Your first step could be to treat the equations, if any, as a system of equations and use an algorithm for solving systems of equations to solve as much as possible from the equations alone. If nothing else, having some variables eliminated will help in the next step.

1: a + b + c = 1
2: a + b + x = 2
3: b + c + y = 2

1: a = 1 - b - c
2: 1 - b - c + b + x = 2
3: b + c + y = 2

1: a = 1 - b - c
2: c = x - 1
3: b + x - 1 + y = 2

1: a = 1 - b - c
2: c = x - 1
3: b = 3 - x - y

1: a = y - 1
2: c = x - 1
3: b = 3 - x - y

This is as far as we can go. Next, we substitute into our full system of inequalities:

A: 0 <= a <= 1
B: 0 <= b <= 1
C: 0 <= c <= 1
D: 0 <= x <= 1
E: 0 <= y <= 1
F: 0 <= a + x <= 1
G: 0 <= c + y <= 1

A: 0 <= y - 1 <= 1
B: 0 <= 3 - x - y <= 1
C: 0 <= x - 1 <= 1
D: 0 <= x <= 1
E: 0 <= y <= 1
F: 0 <= y - 1 + x <= 1
G: 0 <= x - 1 + y <= 1

A: 1 <= y <= 2
B: 3 >= x + y >= 2
C: 1 <= x <= 2
D: 0 <= x <= 1
E: 0 <= y <= 1
F: 1 <= y + x <= 2
G: 1 <= x + y <= 2

At this point, you need to look for constraints on each variable in isolation (if any) and find the intersection of those constraints.

A: 1 <= y <= 2 \
                > taken together, the only solution is y = 1
E: 0 <= y <= 1 /  this is the intersection of intervals [0,1] and [1,2]

C: 1 <= x <= 2 \
                > taken together, the only solution is x = 1
D: 0 <= x <= 1 /  this is the intersection of intervals [0,1] and [1,2]
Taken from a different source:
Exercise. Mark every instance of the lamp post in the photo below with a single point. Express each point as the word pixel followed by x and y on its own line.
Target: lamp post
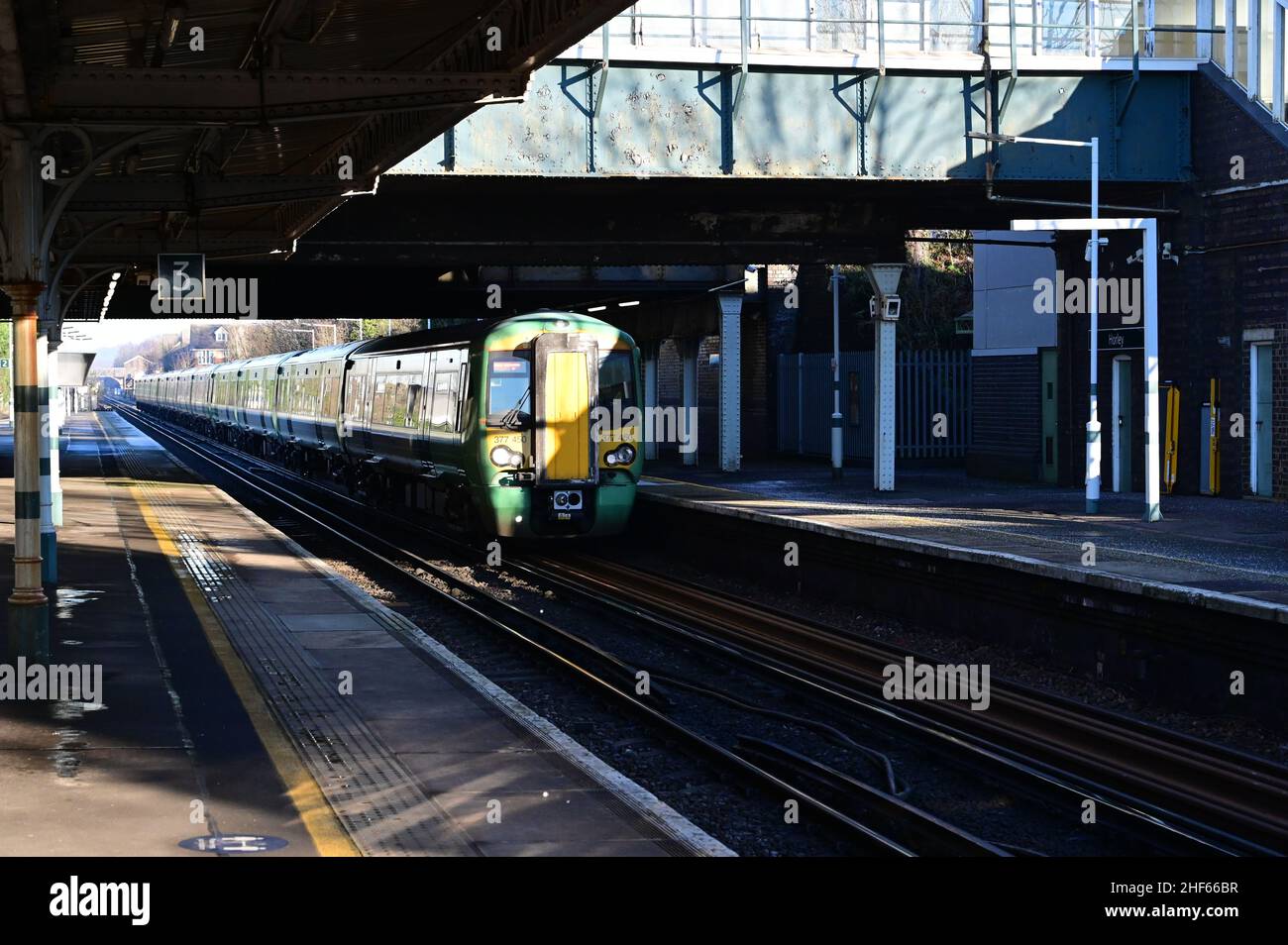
pixel 837 430
pixel 1093 473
B: 3 >= x + y >= 2 \  taken together, this means x + y = 2
F: 1 <= y + x <= 2  > this is the intersection of [1,2] and [2,3]
G: 1 <= x + y <= 2 /  note that G turns out to be redundant after subbing

The solution x = 1, y = 1 is consistent with our system of inequalities. It is the only such solution. We can back-substitute in our system of equations to get the values of the other variables:

1: a = y - 1
     = 1 - 1
     = 0
2: c = x - 1
     = 1 - 1
     = 0
3: b = 3 - x - y
     = 3 - 1 - 1
     = 1

So the solution a = 0, b = 1, c = 0, x = 1, y = 1 works and is the only solution. Pretty much all of these steps should be things that you can automate.